On Chuck’s 60th birthday, colleagues from an AutoZone in Traverse City took him hunting. He died the second day, hours after he’d bagged a fourteen-point buck in a snowstorm. The guys had celebrated his big kill with a gargantuan Italian meal and got shitfaced on red wine ordered in carafes.
At the motel, before turning in, Chuck moved his bowels and clogged the plumbing. Finding no plunger in the cabinet, he continued flushing, and the bowl overflowed. In his rage and state of inebriation, Chuck got dizzy, fell, and knocked himself out on the floor. His drunken roommate slept through the gushing water.
At 2 am, the night clerk received a complaint about a leak from a family in the room below Chuck’s. After knocking repeatedly, the clerk let himself in. He found Chuck, his burr-speckled trousers around his ankles, face down in an inch and a half of tan water, dead.
He summoned an ambulance, whose crew—after sliding Chuck’s corpse into the boxy vehicle—had to scrape their beshatted heels over the parking lot gravel. A sheriff informed Chuck’s shocked pals that a coroner would have to determine whether the cause of death was a coronary or drowning. The AutoZone manager got a few nervous laughs when he said that, after the autopsy, they should take Chuck to the taxidermist.

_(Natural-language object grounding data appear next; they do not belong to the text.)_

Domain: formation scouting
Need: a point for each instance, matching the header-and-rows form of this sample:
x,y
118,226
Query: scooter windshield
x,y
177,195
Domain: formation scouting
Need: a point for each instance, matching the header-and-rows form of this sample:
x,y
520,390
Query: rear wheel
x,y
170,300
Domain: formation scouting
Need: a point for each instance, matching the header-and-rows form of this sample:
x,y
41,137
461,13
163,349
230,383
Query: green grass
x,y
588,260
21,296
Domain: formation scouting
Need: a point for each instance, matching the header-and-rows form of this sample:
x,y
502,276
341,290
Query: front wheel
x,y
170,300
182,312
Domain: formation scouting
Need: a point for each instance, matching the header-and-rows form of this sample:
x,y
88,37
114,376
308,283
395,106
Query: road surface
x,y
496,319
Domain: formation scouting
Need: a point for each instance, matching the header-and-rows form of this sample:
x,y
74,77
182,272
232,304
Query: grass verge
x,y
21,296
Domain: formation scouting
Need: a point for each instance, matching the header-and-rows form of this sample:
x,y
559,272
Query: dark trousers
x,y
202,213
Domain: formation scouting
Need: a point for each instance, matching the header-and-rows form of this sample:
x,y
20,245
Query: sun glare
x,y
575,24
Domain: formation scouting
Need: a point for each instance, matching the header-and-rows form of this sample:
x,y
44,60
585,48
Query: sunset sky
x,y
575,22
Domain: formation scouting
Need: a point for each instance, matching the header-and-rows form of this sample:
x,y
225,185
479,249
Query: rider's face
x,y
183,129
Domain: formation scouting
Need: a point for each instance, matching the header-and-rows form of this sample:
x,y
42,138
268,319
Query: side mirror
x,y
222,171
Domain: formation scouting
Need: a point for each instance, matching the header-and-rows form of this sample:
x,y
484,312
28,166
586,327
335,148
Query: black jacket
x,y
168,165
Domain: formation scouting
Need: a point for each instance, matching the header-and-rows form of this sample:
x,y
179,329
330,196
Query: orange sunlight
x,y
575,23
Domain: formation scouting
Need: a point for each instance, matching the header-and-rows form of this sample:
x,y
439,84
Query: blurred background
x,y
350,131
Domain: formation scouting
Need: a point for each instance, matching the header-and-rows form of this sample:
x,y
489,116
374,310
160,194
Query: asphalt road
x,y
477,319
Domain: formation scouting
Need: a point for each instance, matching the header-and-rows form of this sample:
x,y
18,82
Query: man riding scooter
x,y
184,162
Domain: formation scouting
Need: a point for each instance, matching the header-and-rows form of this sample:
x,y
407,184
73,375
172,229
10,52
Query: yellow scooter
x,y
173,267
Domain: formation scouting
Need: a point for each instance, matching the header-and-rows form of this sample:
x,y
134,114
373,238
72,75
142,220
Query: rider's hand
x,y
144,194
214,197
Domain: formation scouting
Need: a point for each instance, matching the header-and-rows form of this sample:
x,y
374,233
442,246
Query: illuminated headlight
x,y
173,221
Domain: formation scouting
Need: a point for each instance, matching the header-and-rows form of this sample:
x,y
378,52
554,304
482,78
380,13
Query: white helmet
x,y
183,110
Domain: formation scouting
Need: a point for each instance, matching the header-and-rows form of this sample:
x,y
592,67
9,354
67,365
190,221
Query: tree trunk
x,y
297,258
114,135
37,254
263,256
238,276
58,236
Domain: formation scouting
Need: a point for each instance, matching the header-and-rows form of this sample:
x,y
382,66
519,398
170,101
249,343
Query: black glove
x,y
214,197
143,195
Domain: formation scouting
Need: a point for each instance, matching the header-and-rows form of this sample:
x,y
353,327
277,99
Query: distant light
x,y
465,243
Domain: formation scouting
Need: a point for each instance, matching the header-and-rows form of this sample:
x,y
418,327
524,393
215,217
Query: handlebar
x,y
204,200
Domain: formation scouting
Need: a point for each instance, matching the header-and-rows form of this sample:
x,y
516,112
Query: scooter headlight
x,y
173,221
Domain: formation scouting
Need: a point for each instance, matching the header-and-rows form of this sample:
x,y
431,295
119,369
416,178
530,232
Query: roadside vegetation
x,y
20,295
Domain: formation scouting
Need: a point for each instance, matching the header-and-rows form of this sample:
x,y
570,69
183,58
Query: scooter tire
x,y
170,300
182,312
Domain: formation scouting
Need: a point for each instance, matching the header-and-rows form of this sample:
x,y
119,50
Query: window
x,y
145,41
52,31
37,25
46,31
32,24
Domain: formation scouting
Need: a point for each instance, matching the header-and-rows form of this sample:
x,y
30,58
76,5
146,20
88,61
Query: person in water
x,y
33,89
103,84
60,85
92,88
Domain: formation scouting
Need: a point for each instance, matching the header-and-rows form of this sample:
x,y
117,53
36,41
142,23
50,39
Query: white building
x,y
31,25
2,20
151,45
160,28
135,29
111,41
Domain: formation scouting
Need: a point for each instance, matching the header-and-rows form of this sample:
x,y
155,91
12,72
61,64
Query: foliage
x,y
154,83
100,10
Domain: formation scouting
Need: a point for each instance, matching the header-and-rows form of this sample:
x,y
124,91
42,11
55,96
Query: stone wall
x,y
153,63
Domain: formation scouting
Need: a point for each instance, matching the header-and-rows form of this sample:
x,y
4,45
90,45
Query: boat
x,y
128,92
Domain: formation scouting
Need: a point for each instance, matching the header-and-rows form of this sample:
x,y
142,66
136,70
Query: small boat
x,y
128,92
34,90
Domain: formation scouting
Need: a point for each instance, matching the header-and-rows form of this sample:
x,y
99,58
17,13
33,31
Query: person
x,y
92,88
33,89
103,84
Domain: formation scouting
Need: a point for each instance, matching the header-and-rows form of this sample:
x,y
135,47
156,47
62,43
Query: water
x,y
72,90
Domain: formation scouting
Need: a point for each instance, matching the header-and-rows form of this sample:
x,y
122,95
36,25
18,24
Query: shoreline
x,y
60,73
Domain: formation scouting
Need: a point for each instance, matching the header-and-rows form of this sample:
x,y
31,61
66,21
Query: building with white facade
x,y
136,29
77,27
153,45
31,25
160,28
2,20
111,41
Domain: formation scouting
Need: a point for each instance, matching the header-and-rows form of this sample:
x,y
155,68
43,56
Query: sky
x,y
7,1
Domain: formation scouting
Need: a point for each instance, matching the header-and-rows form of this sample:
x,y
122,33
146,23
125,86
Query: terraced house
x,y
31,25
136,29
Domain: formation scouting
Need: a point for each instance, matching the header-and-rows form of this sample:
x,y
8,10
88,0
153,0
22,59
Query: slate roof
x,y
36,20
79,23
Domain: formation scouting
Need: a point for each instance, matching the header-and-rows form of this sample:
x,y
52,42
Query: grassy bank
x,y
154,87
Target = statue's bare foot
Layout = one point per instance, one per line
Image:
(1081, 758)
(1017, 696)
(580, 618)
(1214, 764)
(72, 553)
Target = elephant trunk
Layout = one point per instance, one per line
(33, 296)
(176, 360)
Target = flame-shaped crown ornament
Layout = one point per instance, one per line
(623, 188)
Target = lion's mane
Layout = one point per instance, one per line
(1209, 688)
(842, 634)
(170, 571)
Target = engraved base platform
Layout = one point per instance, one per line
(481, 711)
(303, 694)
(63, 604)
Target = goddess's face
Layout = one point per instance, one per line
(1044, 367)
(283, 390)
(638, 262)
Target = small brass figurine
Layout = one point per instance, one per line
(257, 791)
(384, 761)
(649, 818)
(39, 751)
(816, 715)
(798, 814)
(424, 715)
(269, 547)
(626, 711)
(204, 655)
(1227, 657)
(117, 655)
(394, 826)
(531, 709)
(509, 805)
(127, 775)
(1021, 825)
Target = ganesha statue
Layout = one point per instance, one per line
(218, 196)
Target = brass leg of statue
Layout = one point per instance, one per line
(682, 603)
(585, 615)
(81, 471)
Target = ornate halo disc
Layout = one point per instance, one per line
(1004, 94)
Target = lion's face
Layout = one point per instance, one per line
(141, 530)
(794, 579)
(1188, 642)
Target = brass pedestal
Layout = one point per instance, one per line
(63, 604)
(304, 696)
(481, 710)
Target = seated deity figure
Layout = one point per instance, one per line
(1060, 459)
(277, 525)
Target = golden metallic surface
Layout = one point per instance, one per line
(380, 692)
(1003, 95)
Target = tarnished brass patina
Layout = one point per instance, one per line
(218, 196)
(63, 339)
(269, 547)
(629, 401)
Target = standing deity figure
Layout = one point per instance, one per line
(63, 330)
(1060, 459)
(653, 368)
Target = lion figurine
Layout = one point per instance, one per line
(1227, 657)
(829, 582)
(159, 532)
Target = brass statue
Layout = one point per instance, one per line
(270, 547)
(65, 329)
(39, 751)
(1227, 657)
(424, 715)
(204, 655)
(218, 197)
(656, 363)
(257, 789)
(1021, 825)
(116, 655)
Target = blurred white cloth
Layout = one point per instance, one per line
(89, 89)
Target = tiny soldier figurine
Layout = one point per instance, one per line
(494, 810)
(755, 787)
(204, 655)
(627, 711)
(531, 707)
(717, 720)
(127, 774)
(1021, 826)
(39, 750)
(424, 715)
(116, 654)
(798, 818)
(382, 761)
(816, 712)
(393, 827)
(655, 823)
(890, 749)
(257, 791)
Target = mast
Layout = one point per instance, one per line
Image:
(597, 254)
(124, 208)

When Shelley learned of her husband’s freak death, she made funeral arrangements, then went to her beauty parlor and told her girl to add henna highlights to her shoulder-length hair. After the funeral, she stripped the house of Chuck’s clothing and possessions; she numbly watched the Salvation Army truck take everything away.
Six months later, she took a cruise to the Caribbean and met a crew member, a man from Haiti who’d been widowed for a decade. They fell in love, and during their engagement, Shelley perfected her white sauce.
The night before her wedding, she opened her costume jewelry box and removed the only thing she’d saved of her husband’s—a boyhood photo taken by a school photographer. A peculiar image, it showed a lad with a near-lifetime of disappointment across his face. His crewcut emphasized wrinkles carved into his eleven-year-old’s forehead.
She took the photo to the commode—the one Chuck grumbled was inefficient and effeminate. She held it above the still water. She wanted to tear the picture into bits, but instead floated it, slammed the lid, and flushed. She went to bed with teary eyes.
In the morning, she raised the toilet lid to discover that the commode hadn’t taken (“or refused to accept,” she told herself) Chuck’s photo. There he was, face up, his image faded and crinkled, floating in the bowl like the coffin that saved Ishmael at the end of Moby Dick. With eyebrow tweezers, she plucked out the image and hung it on a twisted bobby pin to dry next to her nylons.
Eventually, she returned the photo to her jewelry box. Over time, something paranormal occurred. Some pins from her costume jewelry poked holes into Chuck’s image so that he looked as if he’d been hit by buckshot. Shelley decided she couldn’t have that, so every year, on the anniversary of Chuck’s passing, she dislodged one of the pins until none was torturing him.